Insgesamt hat sich gezeigt, dass die Zusammenführung der drei Geräteoptionen Mobile, Tablet und Desktop in das eine Format der erweiterten Kampagnen auch auf Skepsis stößt. Zwar legt Google mit der Einführung des neuen Kampagnentyps nun viel mehr den Fokus auf den Kontext der Suchanfragen, die vor allem durch Zeit und Ort bestimmt sind. Doch die einfache Aussteuerung der CPCs nach Geräten ist bei Such-Anzeigen damit nicht mehr möglich, nur eine Anpassung der Gebote für Mobilgeräte – seit neustem auch auf Ebene der Anzeigengruppen. Lösungen für die Geräteaussteuerung bieten Workarounds, die jedoch wesentlich komplexer sind. Bei den Enhanced Campaigns bleibt auch noch abzuwarten, welche neuen Optionen Google hinzufügt. So spielt das Unternehmen PLAs, deren Kampagnentyp erweitert ist, auch auf Smartphones aus.

Mögliche Anwendungsfälle für AdWords Scripts stellte Olaf Kopp in seiner Session vor. Zu diesen gehört das Monitoren des Qualitätsfaktors, das automatische Erstellen von Reportings oder das Auslesen von fehlerhaften Landingpages. In der Diskussion kam auch der Vorschlag, Scripte zur Fehlerbehebung zu verwenden, wie um auffällige Gebotspreiserhöhungen (50 Euro anstatt 50 Cent) oder nicht mögliche Keyword-Matches wie +“keyword“ festzustellen.
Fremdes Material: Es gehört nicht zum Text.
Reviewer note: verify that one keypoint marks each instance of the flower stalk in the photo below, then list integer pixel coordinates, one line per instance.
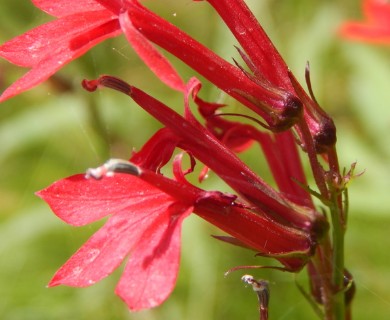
(145, 208)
In seiner Session zu Baidu und Yandex berichtete Ralf Seidel sehr anschaulich von den Erfahrungen, die er bei der Anzeigenschaltung in Russland und China mit den beiden Suchmaschinen gesammelt habt. Interessant war hier vor allem, wie unterschiedlich die beiden Suchmaschinen arbeiten, welche Vergütungsmodelle sie wählen – und dass es sich trotz guter Account-Betreuer in Russland und China doch auch lohnt, Muttersprachler für den ersten Kontakt und später auch zur Kontrolle einzubeziehen.

Ansonsten waren die Themen breit aufgestellt: Von der Betrachtung des Qualitätsfaktors, über den Aufbau und die Verfeinerung von Kampagnen und Anzeigen, Trackingoptionen, Performance Abrechnungen für Agenturen – bis hin zu einem Einblick in das Konto von Ernstings Family. Zum Schluss gab es eine Feedbackrunde, die sich allerdings mit einer Session leicht überschnitt.

Ein Lob an die Organisatoren: Jena bot einen schönen Rahmen, alles sehr zentral. Die Veranstaltung lief reibungslos, das Hotel war gut und die Verpflegung ausgewogen. Ab 18.30 Uhr bot das SEAcamp im lockeren Rahmen Chancen zum weiteren Kennenlernen, zur Vertiefung der Session-Themen und zum Erfahrungsaustausch.
Das SEAcamp hat damit einen super Start hingelegt. Wir sind schon gespannt auf das nächste Mal!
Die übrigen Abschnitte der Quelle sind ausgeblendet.